I have little doubt that both those stories are true. Unlike earlier reports this week from Henry Blodget's Silicon Alley Insider and the New York Post, both citing nameless, faceless hedge fund managers as "worried" about Steve Jobs and his health. Curious that those stories would come out the day Applewas preparing to release earnings. Blodget has made it his personal crusade to get Apple to disclose the real truth behind Jobs and his illness. Full disclosure, he says, is only fair, and right. That Apple is mis-leading its investors. And needs to stop. Puh-lease. Does anybody catch the irony here of a disclosure-challenged Blodget coming to the rescue of "misled" investors?
But I digress. The simple truth is this: Apple knows that it must disclose Jobs' health status if it is somehow material to the company. By not disclosing his health issues, and calling them a private matter, Apple is tacitly telling all of us that whatever is ailing Jobs is not serious enough to be material to the company. That doesn't mean it might not rise to that level at some point, but for now, it doesn't. Could it tomorrow? Sure. Anything's possible. But you could have been saying, "could it tomorrow" since the day after his 2004 cancer diagnosis was made public.
Bottomline: Apple can't comment on rumors. Doesn't comment on rumors. And shouldn't. If it starts now, it'll have to comment all the time. Disagree? Consider: If I were to call Apple and say, "Rumors are that Steve's cancer is back." Apple responds, "No, it's not." Two days later, I call Apple and say, "Rumors are, Apple's adopting Windows as its new operating system." Apple responds, "We can't comment." Hmmmm, denying one rumor, but not commenting on another? Seems pretty clear that Apple will be adopting Windows as its new operating system. Once you address one rumor, you have to address them all. And with Apple, the company would have to hire an army of employees to handle the task. Kinda like dealing with kidnappers. Pay a ransom to one, and pretty soon, kidnappings skyrocket. Just look at Central and South America.

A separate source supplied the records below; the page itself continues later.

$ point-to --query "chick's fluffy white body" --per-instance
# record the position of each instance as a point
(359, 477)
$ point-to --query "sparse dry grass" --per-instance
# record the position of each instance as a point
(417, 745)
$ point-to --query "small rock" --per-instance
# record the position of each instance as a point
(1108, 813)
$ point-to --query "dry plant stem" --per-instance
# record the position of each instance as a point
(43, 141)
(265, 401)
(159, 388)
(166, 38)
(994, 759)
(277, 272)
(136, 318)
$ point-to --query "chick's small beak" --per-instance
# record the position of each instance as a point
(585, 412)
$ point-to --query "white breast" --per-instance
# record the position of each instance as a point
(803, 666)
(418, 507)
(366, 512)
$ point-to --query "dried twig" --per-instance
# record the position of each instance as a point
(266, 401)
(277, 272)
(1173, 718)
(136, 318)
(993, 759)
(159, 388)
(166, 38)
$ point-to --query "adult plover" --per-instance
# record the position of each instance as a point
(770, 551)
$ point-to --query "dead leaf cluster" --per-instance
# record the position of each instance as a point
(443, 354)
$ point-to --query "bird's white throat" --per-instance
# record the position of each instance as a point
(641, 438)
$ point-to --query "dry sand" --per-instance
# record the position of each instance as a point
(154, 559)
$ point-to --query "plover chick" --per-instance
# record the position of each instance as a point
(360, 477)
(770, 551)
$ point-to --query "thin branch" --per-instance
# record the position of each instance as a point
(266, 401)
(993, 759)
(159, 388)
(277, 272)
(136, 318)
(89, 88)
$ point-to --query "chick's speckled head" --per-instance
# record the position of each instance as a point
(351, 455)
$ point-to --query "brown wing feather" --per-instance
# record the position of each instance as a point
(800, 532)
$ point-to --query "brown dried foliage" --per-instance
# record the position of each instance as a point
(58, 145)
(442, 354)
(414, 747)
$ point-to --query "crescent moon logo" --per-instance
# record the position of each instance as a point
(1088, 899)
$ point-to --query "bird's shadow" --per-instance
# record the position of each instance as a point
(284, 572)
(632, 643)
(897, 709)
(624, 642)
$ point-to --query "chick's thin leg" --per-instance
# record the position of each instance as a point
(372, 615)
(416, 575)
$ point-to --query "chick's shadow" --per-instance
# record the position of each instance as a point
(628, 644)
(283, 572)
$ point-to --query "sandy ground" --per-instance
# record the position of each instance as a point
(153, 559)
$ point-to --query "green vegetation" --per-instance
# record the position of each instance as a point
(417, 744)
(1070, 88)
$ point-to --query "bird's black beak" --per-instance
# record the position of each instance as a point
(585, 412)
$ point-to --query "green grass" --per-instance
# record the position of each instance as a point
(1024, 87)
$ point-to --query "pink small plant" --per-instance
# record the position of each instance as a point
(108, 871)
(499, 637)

Again, I digress. Trust is a tricky thing. It's something earned. True that Apple didn't disclose Jobs' original cancer diagnosis until it absolutely had to. But even then, it was adhering to the law. And met that bar. And there simply is no reason to believe anything otherwise is happening today.
During the stock options back-dating mess last year, the company was forthcoming, Jobs himself was extremely candid in answering my direct questions to him about that controversy. And even the SEC took the extraordinary step of thanking Apple for its "extraordinary" cooperation. With billions of dollars hanging in the balance, thousands of jobs, Jobs' and Apple's legacy, I know the stakes are huge, and that people can do silly things when it comes to protecting all that. All that aside, if trust is earned, Apple has earned my trust and has done nothing to shake it. That's not to say they won't. Or can't. But for now, I err on the side of taking Apple at its word.
Until the company gives me a solid reason not to. Which it hasn't. Kind of like Jobs and his health. It's material when it's material. Until then, it isn't. We might all have a prurient interest in Jobs and his private life, but prurient doesn't trump material. And "material" is all that matters. Which it's not. For now.